REPUBLIKA.CO.ID, JAKARTA -- Komisi untuk Orang Hilang dan Tindak Kekerasan (Kontras) menilai pembebasan bersyarat Pollycarpus, pelaku pembunuhan aktivis HAM Munir, sebagai bentuk kegagalan Presiden Joko Widodo dalam konteks penegakan Hukum.
"Diawal pemerintahan Jokowi gagal (Bebaskan Pollycarpus)," ujar Staf Pembelaan Advokasi Hak Sipil Politik Kontras, Alex Argo di Menteng, Jakarta Selatan, Ahad (30/11).

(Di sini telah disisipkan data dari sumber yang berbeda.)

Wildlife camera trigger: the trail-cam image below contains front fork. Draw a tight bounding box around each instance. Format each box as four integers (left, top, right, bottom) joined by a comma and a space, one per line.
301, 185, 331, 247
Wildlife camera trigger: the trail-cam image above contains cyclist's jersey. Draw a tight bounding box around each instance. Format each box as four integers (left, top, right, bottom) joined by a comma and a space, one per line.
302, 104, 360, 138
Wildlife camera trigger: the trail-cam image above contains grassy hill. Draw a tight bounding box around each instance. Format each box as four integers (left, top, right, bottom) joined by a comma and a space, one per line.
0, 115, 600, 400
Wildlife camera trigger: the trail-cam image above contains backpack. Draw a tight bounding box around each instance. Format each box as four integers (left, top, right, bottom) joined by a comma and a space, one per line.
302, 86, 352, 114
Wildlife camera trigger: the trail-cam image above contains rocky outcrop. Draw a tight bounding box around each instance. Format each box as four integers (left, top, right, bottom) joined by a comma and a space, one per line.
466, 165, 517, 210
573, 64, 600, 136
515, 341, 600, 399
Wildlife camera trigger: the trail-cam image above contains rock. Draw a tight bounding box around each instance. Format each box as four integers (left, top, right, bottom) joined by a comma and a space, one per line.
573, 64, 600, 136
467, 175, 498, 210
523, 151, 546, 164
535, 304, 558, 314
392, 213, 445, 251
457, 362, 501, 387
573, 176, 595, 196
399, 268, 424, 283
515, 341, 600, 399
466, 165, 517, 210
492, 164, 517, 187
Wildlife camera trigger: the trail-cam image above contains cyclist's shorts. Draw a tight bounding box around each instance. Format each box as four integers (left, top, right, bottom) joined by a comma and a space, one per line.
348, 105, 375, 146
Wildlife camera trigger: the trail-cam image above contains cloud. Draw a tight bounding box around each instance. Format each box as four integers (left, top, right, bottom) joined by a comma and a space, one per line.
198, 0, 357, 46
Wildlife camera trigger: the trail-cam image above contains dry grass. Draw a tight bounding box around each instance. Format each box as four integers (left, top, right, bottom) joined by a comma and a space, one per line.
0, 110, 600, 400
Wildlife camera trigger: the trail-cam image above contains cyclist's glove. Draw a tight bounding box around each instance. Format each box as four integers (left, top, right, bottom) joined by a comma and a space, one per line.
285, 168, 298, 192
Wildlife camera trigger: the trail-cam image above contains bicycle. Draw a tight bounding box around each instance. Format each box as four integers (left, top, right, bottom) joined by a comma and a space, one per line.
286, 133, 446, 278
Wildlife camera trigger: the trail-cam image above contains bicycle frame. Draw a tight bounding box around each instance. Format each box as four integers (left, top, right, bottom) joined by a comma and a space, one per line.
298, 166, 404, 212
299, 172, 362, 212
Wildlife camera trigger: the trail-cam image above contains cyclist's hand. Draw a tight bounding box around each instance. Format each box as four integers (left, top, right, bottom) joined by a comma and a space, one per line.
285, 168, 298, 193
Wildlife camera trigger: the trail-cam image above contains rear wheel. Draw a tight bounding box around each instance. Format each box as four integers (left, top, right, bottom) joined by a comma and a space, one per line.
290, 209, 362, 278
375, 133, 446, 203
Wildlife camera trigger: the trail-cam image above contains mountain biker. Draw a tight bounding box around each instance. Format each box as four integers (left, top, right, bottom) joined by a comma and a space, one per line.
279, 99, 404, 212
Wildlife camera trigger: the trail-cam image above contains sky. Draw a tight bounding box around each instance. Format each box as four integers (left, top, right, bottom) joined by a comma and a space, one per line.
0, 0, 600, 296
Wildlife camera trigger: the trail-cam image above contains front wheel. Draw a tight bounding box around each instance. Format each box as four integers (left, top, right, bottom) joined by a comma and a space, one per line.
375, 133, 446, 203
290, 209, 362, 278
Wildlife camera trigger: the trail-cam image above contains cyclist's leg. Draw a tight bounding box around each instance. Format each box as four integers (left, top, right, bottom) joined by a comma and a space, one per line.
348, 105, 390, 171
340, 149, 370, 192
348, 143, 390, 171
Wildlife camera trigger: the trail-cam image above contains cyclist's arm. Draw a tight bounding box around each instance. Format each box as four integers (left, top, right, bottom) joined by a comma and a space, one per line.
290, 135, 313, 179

Menurutnya pembebasan bersyarat Pollycarpus ini sangat kental bernuansa politik. Dimana kasus Munir terjadi pada saat pemerintahan Megawati, saat ini pun Pollycarpus dibebaskan terjadi di masa PDI Perjuangan berkuasa.
Alex menjelaskan korelasi itu seperti muncul saat Menteri Hukum dan HAM, Yassona H.Laoly yang notabene adalah orang PDI P berjanji untuk menyelesaikan masalah HAM. Tetapi kenyataannya pembebasan Pollycarpus membuyarkan harapan penuntasan HAM tersebut.
"Sangat kental nuansa politik dalam Pembebasan bersyarat Pollycarpus," katanya.
Terlepas dari semua penilaian diatas, Kontras mendesak penegak hukum mengusut para elit yang mengaku terlibat dalam pembunuhan munir. Dimana mantan kepala BIN, Hendropriyono dalam sebuah wawanacara dengan jurnalis asing mengaku siap bertanggungjawab.
"Ini harusnya ditindaklanjuti secara cepat," kata Deputi Strategi and Mobilization Departemen Kontras, Chrisbiantoro.